New York City non è un semplice set a cielo aperto, suggestivo, caotico e babilonico. New York è uno “stato della mente”, una condizione emotiva, generazionale, sentimentale che affligge chi ci vive e chi aspira a stabilirsi lì. Figuriamoci chi c’è nato, come Noah Baumbach, di Brooklyn, uno dei cineasti indipendenti più promettenti dell’ultimo decennio- insieme a Wes Anderson, col quale ha spesso collaborato- che cerca fin dai suoi esordi cinematografici di inserire nei propri lavori un’auto- riflessione profonda sul proprio mondo e sui personaggi che lo popolano, frugando tra i suoi ricordi.
Mistress America, il suo ultimo lavoro, è l’erede di una lunga tradizione di commedie sentimental- nevrotiche ambientate della grande mela, ispirato ai film anni ’80 sulla scia di Cercasi Susan Disperatamente o Qualcosa di Travolgente, aggiornato però in chiave 2.0 al linguaggio di Twitter, dei social, della crisi economica e del default.

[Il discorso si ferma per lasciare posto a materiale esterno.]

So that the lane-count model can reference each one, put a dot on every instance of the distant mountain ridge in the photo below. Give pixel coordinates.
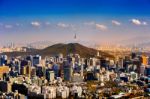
(65, 49)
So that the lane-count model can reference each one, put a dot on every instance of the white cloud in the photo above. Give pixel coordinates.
(47, 23)
(138, 22)
(116, 22)
(35, 23)
(101, 27)
(144, 23)
(8, 26)
(63, 25)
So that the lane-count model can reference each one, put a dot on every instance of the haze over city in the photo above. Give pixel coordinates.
(97, 21)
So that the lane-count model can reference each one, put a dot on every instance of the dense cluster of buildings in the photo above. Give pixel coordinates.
(72, 76)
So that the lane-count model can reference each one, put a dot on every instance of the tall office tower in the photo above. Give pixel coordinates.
(30, 58)
(28, 71)
(56, 70)
(60, 58)
(23, 70)
(82, 67)
(67, 71)
(18, 66)
(142, 69)
(147, 71)
(33, 71)
(3, 60)
(36, 60)
(145, 60)
(39, 71)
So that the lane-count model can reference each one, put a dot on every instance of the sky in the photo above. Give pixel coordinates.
(95, 21)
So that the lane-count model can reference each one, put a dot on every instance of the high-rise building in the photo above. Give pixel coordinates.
(50, 75)
(67, 71)
(145, 60)
(3, 60)
(36, 60)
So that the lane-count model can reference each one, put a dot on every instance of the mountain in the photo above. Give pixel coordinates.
(65, 49)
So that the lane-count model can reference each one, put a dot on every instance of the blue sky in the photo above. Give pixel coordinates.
(58, 20)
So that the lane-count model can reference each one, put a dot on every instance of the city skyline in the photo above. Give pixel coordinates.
(95, 21)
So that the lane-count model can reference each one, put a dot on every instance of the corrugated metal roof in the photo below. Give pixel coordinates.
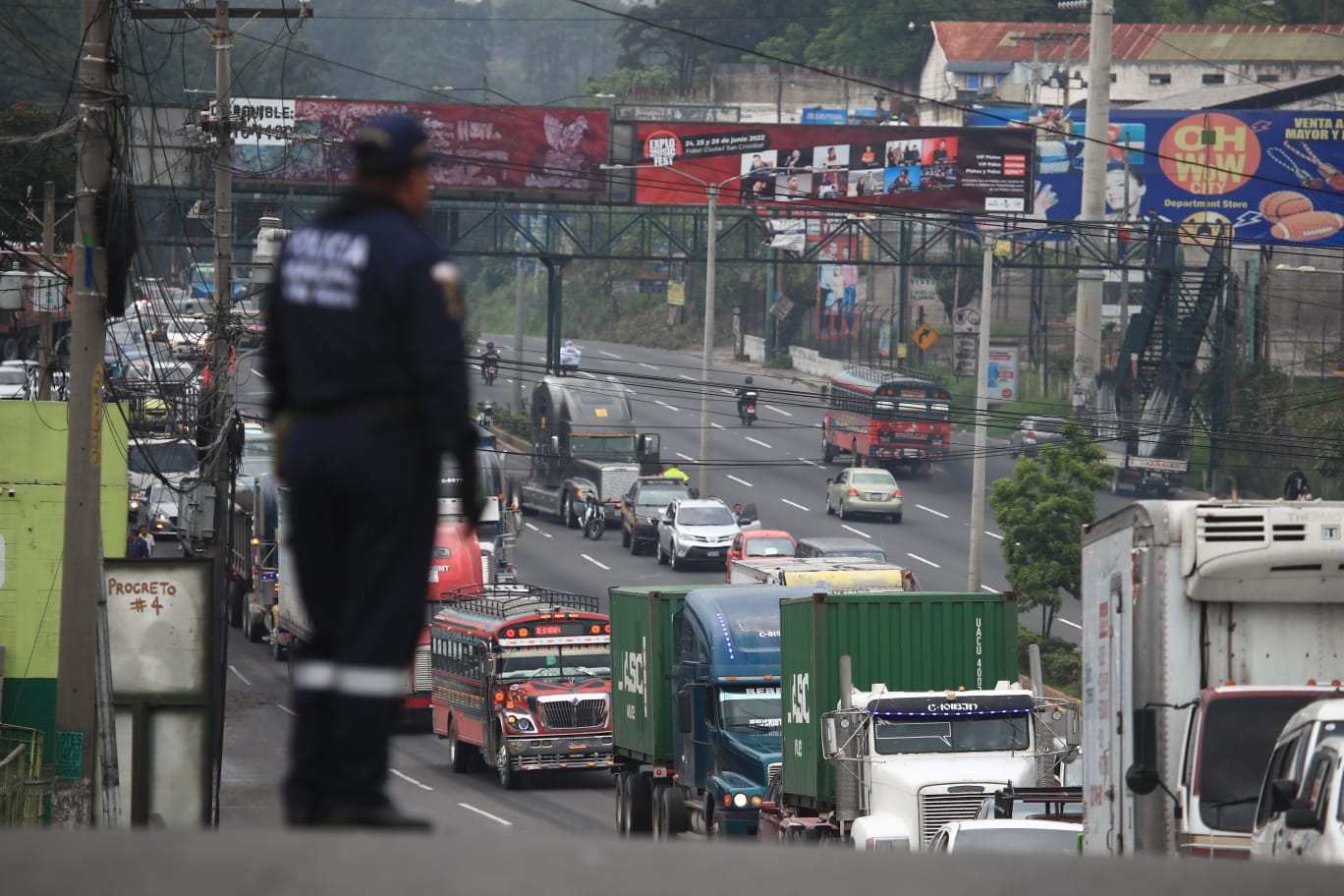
(1027, 40)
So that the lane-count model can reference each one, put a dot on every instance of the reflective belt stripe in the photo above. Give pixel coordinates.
(314, 675)
(355, 681)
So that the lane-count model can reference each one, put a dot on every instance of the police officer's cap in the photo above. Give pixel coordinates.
(390, 146)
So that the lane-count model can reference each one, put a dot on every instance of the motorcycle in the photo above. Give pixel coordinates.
(746, 407)
(594, 519)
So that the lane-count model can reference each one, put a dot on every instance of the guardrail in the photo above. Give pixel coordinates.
(23, 790)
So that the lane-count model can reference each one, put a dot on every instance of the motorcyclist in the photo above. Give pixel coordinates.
(489, 358)
(746, 394)
(569, 357)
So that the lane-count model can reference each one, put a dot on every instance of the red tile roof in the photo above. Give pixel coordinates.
(1026, 40)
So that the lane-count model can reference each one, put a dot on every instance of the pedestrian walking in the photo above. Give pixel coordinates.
(367, 369)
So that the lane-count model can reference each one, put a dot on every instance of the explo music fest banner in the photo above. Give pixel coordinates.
(1264, 176)
(857, 168)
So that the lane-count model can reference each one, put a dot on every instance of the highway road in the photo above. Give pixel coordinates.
(774, 465)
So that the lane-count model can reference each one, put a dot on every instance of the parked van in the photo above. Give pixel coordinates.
(1284, 776)
(1315, 822)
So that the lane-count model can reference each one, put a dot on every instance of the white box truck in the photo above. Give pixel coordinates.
(1205, 626)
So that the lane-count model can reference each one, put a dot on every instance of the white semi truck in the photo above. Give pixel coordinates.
(1205, 626)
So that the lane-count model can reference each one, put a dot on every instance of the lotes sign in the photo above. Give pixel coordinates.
(857, 168)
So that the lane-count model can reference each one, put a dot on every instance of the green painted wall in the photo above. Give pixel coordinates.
(32, 465)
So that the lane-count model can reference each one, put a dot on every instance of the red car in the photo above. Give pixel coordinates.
(759, 543)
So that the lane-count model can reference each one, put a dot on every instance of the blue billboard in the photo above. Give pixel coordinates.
(1263, 176)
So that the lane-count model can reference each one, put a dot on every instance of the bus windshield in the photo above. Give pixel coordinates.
(521, 664)
(959, 734)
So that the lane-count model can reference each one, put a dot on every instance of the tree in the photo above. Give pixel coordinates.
(1040, 512)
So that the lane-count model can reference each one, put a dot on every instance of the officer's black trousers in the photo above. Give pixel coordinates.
(364, 501)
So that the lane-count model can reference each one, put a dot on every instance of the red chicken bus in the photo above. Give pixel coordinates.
(886, 420)
(522, 680)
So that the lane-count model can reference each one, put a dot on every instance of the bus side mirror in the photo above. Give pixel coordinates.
(1143, 776)
(1281, 792)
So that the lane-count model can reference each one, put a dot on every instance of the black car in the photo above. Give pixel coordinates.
(642, 507)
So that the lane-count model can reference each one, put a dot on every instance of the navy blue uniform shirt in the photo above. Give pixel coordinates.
(361, 311)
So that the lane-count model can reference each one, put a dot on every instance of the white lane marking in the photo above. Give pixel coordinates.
(409, 779)
(481, 812)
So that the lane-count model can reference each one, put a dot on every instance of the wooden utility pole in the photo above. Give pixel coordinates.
(48, 256)
(81, 581)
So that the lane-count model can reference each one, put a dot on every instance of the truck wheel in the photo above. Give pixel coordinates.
(640, 805)
(656, 814)
(675, 819)
(510, 778)
(623, 808)
(459, 754)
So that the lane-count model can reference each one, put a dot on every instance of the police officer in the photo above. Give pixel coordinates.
(361, 446)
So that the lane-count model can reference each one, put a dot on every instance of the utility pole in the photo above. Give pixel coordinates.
(81, 566)
(1088, 314)
(48, 254)
(216, 401)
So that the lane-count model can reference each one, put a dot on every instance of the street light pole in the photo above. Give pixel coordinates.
(978, 468)
(711, 240)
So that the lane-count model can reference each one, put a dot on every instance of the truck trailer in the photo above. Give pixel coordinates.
(937, 724)
(695, 694)
(584, 439)
(1205, 626)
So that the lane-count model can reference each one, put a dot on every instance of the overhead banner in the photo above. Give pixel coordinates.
(974, 169)
(1262, 176)
(525, 152)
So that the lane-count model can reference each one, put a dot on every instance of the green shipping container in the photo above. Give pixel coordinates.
(908, 641)
(642, 657)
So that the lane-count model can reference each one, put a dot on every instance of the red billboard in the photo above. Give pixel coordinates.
(527, 152)
(972, 169)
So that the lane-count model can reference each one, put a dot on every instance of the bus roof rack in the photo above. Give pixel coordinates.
(504, 600)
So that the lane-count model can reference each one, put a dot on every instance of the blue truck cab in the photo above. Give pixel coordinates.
(726, 680)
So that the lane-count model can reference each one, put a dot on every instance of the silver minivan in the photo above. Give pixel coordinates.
(1285, 775)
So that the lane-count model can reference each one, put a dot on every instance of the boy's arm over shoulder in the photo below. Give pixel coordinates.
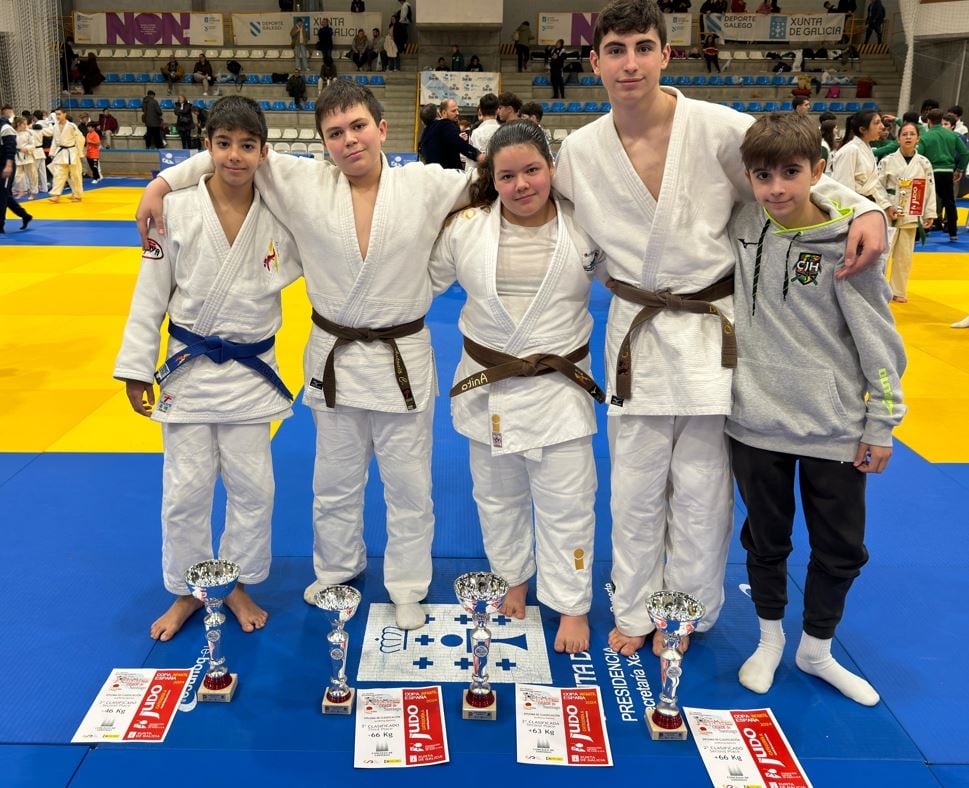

L’interessante accostamento compiuto dalla Gerwig e da Baumbach con il romanzo cult di Fitzgerald Il Grande Gatsby è quanto mai opportuno: come Nick Carraway e Jay Gatsby, anche Tracy in un primissimo momento rimane affascinata da questa donna, una sorta di proiezione di cosa potrebbe diventare in fieri nella sua vita se solo riuscisse a capire davvero che strada seguire, trovando il coraggio necessario. Ma solo conoscendola in modo approfondito capisce che non tutto è come sembra, e che la vita patinata e rutilante che Brooke ha costruito intorno a sé altro non è che una bolla, un porto- franco sicuro in cui approdare per ripararsi dall’esistenza. Ognuna delle due donne aiuta l’altra ad emergere dal proprio guscio, ad elaborare il proprio dolore e le paure che nascondono, affrontando l’esistenza e tutti gli imprevedibili cambiamenti disseminati lungo il cammino che le aspetta.